Being a listed entity means SMRT continues to be subject to responsibilities such as quarterly reporting and dividend delivery to its shareholders, which remain a distraction from its core operations of providing public transport, they said.

“The notion of delisting and privatising allows them to have full control of running the business without having to answer to minority shareholders, the hassle of filing quarterly reports, meeting the various auditing and regulatory requirements,” said Mr Nicholas Teo, strategist at KGI Fraser Securities.

The comments came after reports emerged that state-owned investment company Temasek Holdings is exploring the possibility of taking SMRT private. Temasek is the major shareholder of SMRT with a 54 per cent stake and buying the remaining shares it does not own may cost S$1.1 billion, based on the transport company’s current market value of around S$2.4 billion. Spokespersons for Temasek and SMRT said the companies do not comment on market speculation.

Trading of SMRT shares has remained suspended since last Friday (July 15), when they closed at $1.545 each. On Monday morning, the company announced a continuation of the trading halt pending a possible announcement.

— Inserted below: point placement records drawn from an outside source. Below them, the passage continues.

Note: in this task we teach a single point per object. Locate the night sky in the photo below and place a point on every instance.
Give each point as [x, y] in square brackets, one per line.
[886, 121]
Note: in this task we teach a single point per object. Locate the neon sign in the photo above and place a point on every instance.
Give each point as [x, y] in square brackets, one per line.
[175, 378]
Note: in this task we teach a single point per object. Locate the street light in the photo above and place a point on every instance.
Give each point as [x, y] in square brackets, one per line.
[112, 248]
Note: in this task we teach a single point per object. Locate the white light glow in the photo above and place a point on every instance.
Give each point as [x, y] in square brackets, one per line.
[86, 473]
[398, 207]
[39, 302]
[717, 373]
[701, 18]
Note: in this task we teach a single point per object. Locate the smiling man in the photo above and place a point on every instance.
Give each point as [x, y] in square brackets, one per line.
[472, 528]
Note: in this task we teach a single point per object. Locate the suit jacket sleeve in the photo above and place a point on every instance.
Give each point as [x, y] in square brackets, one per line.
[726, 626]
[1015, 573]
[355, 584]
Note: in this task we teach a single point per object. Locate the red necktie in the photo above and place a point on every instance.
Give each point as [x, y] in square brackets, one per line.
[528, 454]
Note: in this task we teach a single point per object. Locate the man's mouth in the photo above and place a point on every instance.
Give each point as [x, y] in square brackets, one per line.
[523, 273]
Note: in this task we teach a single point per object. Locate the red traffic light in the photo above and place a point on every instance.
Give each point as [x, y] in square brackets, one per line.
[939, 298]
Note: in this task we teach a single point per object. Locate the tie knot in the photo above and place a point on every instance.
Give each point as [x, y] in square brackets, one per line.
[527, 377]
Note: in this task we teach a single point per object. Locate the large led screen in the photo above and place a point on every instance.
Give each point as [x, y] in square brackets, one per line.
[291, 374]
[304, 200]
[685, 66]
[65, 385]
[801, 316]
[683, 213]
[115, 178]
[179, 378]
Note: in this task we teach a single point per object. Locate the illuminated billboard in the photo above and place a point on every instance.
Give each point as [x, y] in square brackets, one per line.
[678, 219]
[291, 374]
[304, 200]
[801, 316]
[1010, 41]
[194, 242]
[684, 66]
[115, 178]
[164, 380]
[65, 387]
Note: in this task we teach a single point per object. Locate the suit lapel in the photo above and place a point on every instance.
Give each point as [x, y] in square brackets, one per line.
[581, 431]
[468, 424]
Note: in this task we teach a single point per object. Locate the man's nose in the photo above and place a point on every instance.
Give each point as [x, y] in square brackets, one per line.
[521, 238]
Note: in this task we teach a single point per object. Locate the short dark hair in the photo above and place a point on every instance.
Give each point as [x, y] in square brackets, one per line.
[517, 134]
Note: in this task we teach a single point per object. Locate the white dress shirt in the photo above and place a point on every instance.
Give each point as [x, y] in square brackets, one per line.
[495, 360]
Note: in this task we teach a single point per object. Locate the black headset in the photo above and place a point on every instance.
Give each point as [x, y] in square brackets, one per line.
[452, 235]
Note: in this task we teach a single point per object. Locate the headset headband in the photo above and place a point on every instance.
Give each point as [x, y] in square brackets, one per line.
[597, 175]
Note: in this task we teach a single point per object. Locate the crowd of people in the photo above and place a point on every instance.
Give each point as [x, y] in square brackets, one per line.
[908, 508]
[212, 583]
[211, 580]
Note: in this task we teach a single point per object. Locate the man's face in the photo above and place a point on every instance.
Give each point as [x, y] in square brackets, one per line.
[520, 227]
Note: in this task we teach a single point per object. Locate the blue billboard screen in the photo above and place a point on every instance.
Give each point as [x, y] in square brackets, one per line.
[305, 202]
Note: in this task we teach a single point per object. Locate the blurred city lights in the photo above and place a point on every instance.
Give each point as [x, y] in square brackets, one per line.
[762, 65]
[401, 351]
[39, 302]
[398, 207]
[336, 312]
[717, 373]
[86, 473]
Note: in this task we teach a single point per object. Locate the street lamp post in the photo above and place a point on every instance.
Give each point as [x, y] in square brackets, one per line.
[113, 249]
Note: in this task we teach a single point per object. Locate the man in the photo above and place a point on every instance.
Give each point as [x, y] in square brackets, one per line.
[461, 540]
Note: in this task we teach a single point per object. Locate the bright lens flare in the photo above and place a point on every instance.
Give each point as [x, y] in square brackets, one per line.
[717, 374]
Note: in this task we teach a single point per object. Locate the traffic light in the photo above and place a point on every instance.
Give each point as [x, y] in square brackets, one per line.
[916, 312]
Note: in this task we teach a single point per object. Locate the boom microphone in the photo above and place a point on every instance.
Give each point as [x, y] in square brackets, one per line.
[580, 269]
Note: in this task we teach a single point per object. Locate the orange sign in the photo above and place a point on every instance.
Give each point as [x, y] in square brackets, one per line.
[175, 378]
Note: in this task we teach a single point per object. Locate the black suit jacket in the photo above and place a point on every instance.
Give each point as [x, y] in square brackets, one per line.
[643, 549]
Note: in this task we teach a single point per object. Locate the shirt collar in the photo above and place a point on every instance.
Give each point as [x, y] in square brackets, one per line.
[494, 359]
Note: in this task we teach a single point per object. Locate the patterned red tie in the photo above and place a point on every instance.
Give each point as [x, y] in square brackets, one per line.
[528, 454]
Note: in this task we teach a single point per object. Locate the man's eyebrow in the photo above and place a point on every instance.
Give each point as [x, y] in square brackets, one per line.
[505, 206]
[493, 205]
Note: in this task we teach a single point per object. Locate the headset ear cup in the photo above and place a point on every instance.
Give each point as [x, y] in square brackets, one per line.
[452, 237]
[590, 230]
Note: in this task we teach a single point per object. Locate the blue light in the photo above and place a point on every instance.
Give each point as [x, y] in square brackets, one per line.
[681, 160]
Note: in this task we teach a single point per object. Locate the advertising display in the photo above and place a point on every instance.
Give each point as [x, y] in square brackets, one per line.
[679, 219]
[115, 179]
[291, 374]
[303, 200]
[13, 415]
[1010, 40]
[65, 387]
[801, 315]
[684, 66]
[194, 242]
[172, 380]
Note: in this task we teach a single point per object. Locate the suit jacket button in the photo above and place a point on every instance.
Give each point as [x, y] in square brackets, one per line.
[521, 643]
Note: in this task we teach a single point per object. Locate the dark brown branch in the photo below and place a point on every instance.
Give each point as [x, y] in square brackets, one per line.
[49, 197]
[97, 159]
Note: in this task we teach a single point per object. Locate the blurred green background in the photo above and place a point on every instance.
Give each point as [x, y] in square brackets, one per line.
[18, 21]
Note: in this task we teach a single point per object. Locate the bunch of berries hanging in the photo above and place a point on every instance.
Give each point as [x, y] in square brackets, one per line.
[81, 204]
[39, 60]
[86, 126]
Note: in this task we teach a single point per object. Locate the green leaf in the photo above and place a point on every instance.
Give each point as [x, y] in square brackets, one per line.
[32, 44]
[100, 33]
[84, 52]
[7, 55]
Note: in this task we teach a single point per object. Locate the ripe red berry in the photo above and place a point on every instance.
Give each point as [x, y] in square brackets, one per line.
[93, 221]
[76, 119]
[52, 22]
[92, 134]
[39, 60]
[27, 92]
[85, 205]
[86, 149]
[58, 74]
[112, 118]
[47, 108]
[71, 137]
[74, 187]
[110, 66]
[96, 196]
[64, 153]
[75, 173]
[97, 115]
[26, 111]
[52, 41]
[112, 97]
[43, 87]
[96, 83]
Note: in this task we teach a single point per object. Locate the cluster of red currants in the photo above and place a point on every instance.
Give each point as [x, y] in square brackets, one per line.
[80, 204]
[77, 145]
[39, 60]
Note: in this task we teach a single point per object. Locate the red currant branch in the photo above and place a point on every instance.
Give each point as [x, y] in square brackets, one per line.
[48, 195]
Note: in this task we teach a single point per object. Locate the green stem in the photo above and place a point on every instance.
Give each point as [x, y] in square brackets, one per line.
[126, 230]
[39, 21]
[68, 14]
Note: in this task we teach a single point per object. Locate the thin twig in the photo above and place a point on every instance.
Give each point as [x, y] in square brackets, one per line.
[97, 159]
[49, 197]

No announcements were made on Tuesday. 

“I can see how the deal could make sense for Temasek — SMRT is a stable company, it has no capex (capital expenditure) burden, may not be hugely profitable but it can bring in consistent profits. It’s almost like a utility,” Mr Teo added.

CIMB Private Banking economist Song Seng Wun said delisting SMRT can help it find the balance of being a viable company while not compromising the interests of commuters. He noted criticisms levelled at the company for raising fares at the expense of commuters in order to post better financial returns to shareholders.

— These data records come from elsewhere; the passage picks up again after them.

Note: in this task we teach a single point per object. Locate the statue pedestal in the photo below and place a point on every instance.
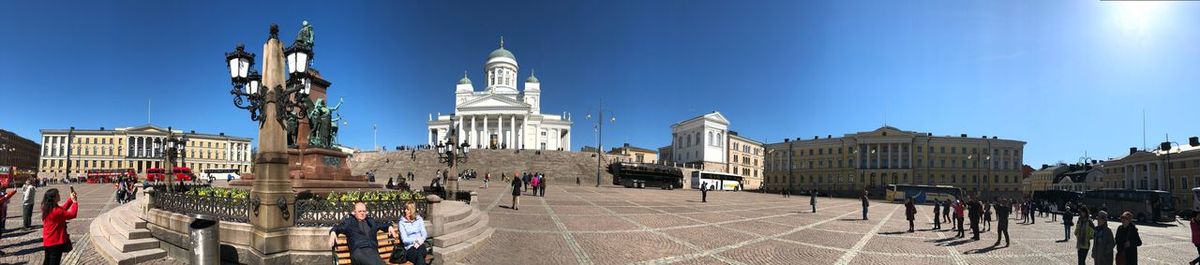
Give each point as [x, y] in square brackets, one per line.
[318, 170]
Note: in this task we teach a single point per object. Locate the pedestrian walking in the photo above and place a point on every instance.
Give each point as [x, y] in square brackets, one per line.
[958, 218]
[813, 200]
[1127, 240]
[516, 192]
[1195, 236]
[1067, 223]
[946, 212]
[541, 190]
[975, 211]
[867, 203]
[1084, 233]
[30, 192]
[55, 240]
[910, 212]
[987, 215]
[1102, 240]
[1002, 211]
[937, 215]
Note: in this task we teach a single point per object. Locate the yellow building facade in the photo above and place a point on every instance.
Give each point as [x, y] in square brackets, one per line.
[138, 149]
[745, 160]
[888, 155]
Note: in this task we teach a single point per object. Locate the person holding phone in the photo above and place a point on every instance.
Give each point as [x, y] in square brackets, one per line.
[55, 240]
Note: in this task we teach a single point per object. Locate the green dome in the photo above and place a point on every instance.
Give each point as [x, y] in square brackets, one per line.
[465, 79]
[502, 53]
[532, 78]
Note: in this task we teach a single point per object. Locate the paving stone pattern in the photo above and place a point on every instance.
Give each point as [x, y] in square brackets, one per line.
[586, 224]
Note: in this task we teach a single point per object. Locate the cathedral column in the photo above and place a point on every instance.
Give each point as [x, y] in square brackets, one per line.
[513, 132]
[499, 131]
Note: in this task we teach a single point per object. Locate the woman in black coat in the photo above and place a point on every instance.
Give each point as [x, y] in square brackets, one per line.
[1127, 240]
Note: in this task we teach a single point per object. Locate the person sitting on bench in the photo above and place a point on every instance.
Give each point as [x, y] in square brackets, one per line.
[360, 235]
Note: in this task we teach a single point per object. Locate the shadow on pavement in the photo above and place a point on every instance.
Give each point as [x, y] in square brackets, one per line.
[985, 250]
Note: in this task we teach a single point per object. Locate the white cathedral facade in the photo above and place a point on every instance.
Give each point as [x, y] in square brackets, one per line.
[501, 116]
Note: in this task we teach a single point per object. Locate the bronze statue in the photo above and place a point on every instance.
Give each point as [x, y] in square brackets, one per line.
[305, 35]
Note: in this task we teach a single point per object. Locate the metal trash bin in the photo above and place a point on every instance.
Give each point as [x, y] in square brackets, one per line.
[205, 233]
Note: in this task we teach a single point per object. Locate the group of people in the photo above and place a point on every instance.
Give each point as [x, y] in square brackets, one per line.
[537, 181]
[1091, 232]
[360, 236]
[126, 188]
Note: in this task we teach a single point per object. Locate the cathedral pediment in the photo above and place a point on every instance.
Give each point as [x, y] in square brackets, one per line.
[492, 102]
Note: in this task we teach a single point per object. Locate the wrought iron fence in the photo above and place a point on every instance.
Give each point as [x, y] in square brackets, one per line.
[318, 212]
[162, 186]
[225, 209]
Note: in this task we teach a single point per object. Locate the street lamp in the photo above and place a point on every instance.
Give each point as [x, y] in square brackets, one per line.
[451, 154]
[291, 102]
[987, 160]
[599, 126]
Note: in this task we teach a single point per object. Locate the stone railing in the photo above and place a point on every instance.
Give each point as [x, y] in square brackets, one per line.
[225, 209]
[318, 212]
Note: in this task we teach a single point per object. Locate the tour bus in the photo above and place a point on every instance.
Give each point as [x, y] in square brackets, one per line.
[157, 174]
[1143, 204]
[1059, 198]
[221, 174]
[639, 175]
[717, 181]
[108, 175]
[922, 193]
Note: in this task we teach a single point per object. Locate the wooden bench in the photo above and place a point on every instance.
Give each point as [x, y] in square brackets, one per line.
[342, 252]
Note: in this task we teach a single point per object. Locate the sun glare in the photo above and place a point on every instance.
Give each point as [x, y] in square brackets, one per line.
[1137, 17]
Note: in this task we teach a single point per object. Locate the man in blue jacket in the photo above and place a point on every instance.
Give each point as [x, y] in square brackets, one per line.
[360, 235]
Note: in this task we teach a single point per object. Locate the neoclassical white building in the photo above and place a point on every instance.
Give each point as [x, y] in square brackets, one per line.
[501, 116]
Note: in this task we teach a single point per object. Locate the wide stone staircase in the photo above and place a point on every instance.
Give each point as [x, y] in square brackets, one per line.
[120, 236]
[559, 167]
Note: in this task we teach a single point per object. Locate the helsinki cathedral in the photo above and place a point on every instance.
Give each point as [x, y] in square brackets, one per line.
[501, 116]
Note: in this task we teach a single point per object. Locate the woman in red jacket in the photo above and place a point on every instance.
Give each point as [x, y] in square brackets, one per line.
[54, 226]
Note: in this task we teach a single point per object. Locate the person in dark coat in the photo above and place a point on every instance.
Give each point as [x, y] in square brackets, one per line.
[1002, 211]
[360, 235]
[910, 212]
[1127, 240]
[867, 203]
[975, 210]
[813, 200]
[516, 192]
[1102, 240]
[937, 215]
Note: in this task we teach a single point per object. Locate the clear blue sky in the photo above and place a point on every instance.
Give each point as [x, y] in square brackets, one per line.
[1067, 77]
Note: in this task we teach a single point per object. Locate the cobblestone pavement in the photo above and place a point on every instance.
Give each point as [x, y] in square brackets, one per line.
[24, 246]
[621, 226]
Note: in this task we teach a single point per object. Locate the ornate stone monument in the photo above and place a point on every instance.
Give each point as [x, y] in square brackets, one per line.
[315, 163]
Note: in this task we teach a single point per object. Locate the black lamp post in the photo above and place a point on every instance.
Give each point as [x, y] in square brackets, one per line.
[171, 151]
[599, 121]
[453, 154]
[291, 102]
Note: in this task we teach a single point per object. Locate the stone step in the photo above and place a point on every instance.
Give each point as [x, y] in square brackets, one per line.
[457, 236]
[139, 245]
[467, 222]
[451, 254]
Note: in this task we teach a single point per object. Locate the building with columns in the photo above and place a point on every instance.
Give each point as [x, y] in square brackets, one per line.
[501, 116]
[1174, 168]
[888, 155]
[139, 149]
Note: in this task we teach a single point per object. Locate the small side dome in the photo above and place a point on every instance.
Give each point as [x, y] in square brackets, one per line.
[465, 80]
[501, 52]
[532, 78]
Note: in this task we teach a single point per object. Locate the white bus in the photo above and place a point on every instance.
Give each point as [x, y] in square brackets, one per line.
[717, 181]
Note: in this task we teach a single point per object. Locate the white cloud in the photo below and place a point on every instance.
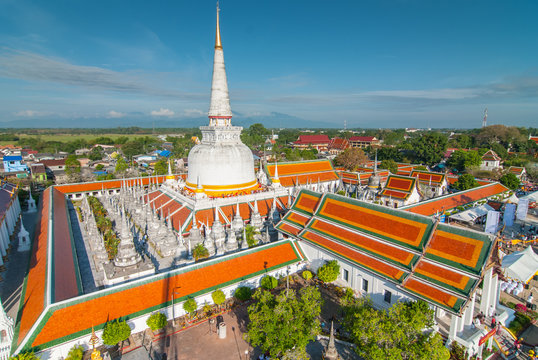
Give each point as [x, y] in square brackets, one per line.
[194, 112]
[29, 113]
[115, 114]
[163, 112]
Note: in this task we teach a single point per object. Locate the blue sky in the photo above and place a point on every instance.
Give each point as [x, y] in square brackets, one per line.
[373, 63]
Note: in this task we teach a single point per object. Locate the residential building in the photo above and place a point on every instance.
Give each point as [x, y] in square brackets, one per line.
[318, 142]
[490, 161]
[14, 164]
[38, 172]
[364, 141]
[338, 145]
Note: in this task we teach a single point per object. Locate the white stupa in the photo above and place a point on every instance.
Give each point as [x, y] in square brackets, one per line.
[221, 164]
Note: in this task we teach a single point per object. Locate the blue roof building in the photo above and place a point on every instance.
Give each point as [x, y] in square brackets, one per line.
[14, 164]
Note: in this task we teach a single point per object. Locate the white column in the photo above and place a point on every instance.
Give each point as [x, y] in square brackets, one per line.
[493, 292]
[469, 312]
[453, 328]
[10, 220]
[5, 234]
[17, 206]
[486, 291]
[461, 324]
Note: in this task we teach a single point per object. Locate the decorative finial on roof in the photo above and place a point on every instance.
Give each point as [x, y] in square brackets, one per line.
[218, 43]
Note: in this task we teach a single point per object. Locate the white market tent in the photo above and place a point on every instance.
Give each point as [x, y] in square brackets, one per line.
[472, 214]
[532, 196]
[512, 199]
[521, 265]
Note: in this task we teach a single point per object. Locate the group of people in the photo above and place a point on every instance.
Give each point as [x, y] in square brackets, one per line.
[512, 287]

“That kind of backlash can be avoided. By taking it private, the ultimate shareholders are the commuters themselves who are the taxpayers behind Temasek and the Government ... So the people are not paying a transport operator who is entirely motivated to generate returns to shareholders,” he said. 

“As far as commuters are concerned, hopefully we have a more efficiently-run network, and pricing is also affordable,” he added.

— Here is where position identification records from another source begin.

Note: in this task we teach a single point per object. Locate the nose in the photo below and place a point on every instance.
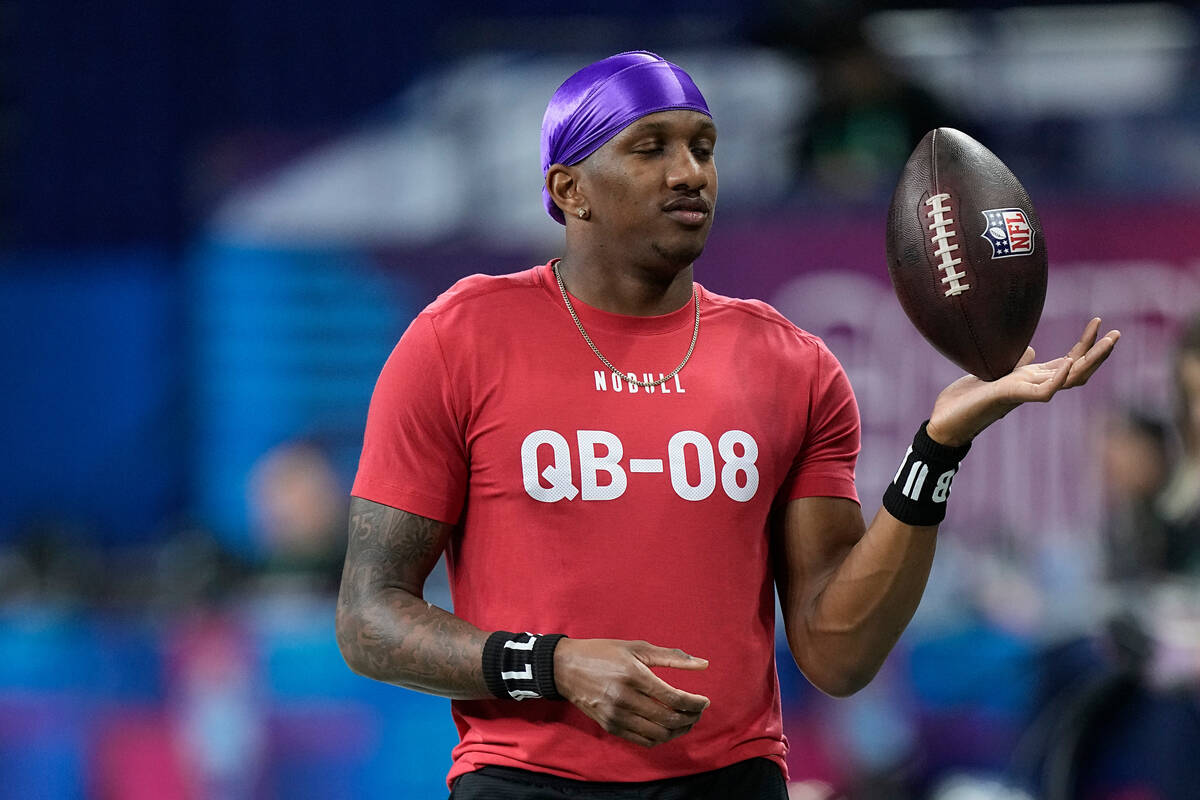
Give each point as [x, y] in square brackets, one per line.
[685, 172]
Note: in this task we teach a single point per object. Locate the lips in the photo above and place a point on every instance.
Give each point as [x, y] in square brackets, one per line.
[689, 210]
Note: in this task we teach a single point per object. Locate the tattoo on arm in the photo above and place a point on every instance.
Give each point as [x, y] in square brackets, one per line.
[385, 629]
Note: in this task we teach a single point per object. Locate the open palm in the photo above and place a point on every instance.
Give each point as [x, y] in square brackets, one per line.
[970, 404]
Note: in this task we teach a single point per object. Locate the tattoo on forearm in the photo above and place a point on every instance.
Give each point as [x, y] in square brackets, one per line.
[384, 627]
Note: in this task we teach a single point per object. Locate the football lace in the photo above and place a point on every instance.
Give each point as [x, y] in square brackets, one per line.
[943, 240]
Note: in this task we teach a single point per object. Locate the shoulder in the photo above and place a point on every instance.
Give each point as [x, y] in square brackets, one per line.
[479, 292]
[760, 318]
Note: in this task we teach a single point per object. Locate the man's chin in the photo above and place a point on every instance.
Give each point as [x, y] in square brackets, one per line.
[679, 254]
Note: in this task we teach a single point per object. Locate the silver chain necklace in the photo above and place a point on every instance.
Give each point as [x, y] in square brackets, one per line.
[643, 384]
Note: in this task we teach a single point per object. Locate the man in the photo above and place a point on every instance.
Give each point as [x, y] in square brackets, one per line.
[625, 512]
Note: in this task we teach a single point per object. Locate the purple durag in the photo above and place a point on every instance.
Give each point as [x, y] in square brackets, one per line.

The reports of SMRT potentially being privatised came after the Land Transport Authority (LTA) said last Friday that it will buy the transport firm’s operating assets — for the North-South and East-West lines, the Circle Line and the Bukit Panjang Light Rail Transit — worth S$1.06 billion. 

Several research houses downgraded SMRT’s target price after the terms of the sale to LTA were announced. DBS Vickers Securities noted that the deal would limit the upside potential of SMRT, and downgraded its price target from S$1.53 to S$1.28 per share. However, the brokerage has since placed its recommendation under review pending further developments of the possible Temasek buyout. 

CMC market analyst Margaret Yang said that while there are benefits to being an asset-light company, the potential cap on SMRT’s profitability could undermine its attractiveness as a firm to invest in if it remains listed.

“From an investor’s point of view, there are reasons to exit the stock after the announcement of the LTA deal. Operating costs may continue to be high for SMRT too, due to rising maintenance costs. These can further hit profitability and given the trade-off, it might be better for it to be privatised,” she said.